Search has long been a problem domain for developers. We want users to input good data without scrolling through thousands of options, so we need a search. But how do we accomplish that search within the specific data?
Basic tools, such as SQL or similarity scoring, and natural language processing can effectively search data depending on the user context and intent.
SQL and Similarity Scoring
In the past, we had some limited tools around this. We could run a SQL query with the LIKE operator. Or, to get fancy, we'd run that query in a way to make it case-insensitive.
But what if the user makes a singular word plural or writes one word as two words? Then we can lean on similarity-scoring tools like Levenshtein distance and trigrams.
Potential Problems
For some data, that's all you need. But say you're searching through a list of company names, and you want to find the company closest to the current input.

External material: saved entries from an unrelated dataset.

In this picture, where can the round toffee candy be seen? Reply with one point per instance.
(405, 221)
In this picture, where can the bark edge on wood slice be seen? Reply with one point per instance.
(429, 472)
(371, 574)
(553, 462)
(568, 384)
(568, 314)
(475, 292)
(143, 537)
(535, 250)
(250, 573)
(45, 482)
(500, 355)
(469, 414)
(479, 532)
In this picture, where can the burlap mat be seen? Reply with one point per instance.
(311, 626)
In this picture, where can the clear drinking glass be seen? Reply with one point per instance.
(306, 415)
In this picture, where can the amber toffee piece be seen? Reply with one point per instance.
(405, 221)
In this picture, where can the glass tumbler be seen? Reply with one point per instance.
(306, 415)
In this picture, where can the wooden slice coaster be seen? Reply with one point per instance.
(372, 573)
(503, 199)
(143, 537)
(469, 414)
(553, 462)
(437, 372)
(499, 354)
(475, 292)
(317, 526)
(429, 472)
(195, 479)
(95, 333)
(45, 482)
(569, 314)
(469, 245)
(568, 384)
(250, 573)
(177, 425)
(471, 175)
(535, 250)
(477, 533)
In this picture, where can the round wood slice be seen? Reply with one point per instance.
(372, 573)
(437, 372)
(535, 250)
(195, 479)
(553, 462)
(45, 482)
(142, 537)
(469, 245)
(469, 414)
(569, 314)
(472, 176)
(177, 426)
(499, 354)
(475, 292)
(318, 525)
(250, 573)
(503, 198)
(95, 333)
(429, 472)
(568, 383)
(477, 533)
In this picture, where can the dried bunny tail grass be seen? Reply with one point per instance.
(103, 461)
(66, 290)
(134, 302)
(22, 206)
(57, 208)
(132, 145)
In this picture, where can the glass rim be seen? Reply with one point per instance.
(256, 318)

We don't want the search to get too creative in that case. We wouldn't want "scottish restaurant" to return "McDonalds", and we may not be looking for "Fedex" when searching for "UPS."
For other data domains, we want some kind of cross-referencing of terms or phrases. If I'm looking for a physician, I might search for “doctor.” That's not going to be within any useful trigram or Levenshtein distance.

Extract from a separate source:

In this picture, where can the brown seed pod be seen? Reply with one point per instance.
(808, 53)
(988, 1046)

These are the searches where our clients ask for a Google-like experience. So, we turn to natural language processing (NLP) and embeddings.
Natural Language Processing
With NLP in search, we take a trained machine learning model that already "knows" similarity in terms and compute a set of numbers based on the model with the set of data we want to search.
When we receive user input, we can compute an embedding for that input and compare its similarity to other embeddings to get the top results.
Hugging Face has many open-source base models for this purpose. Hardware requirements depend on the model as some are more computationally intense than others.
The most intense piece of the process is generating the embeddings for the search set. If the search set is fairly static and won't get updated very often, it's best to compute it once and store it in a file.
While there are several options for file storage, I have favored storing a pandas dataframe in a Parquet file using PyArrow. This keeps the list of strings for which embeddings were computed in the same file as the embeddings.
Of course, as the data set grows, we need to consider alternate solutions like vector databases. But for a limited search of terms, the parquet file will suffice.
Choosing the Right Search Approach
Search is a deceptively complex problem, and the right approach depends entirely on the data and user expectations.
Simple SQL queries and similarity scoring work well for structured data with predictable variations, while NLP-powered embeddings are best when users expect a more intuitive, context-aware search experience.
Understanding these trade-offs is key to implementing an effective search solution. Whether fine-tuning SQL queries or leveraging machine learning models, the goal is to help users find what they need.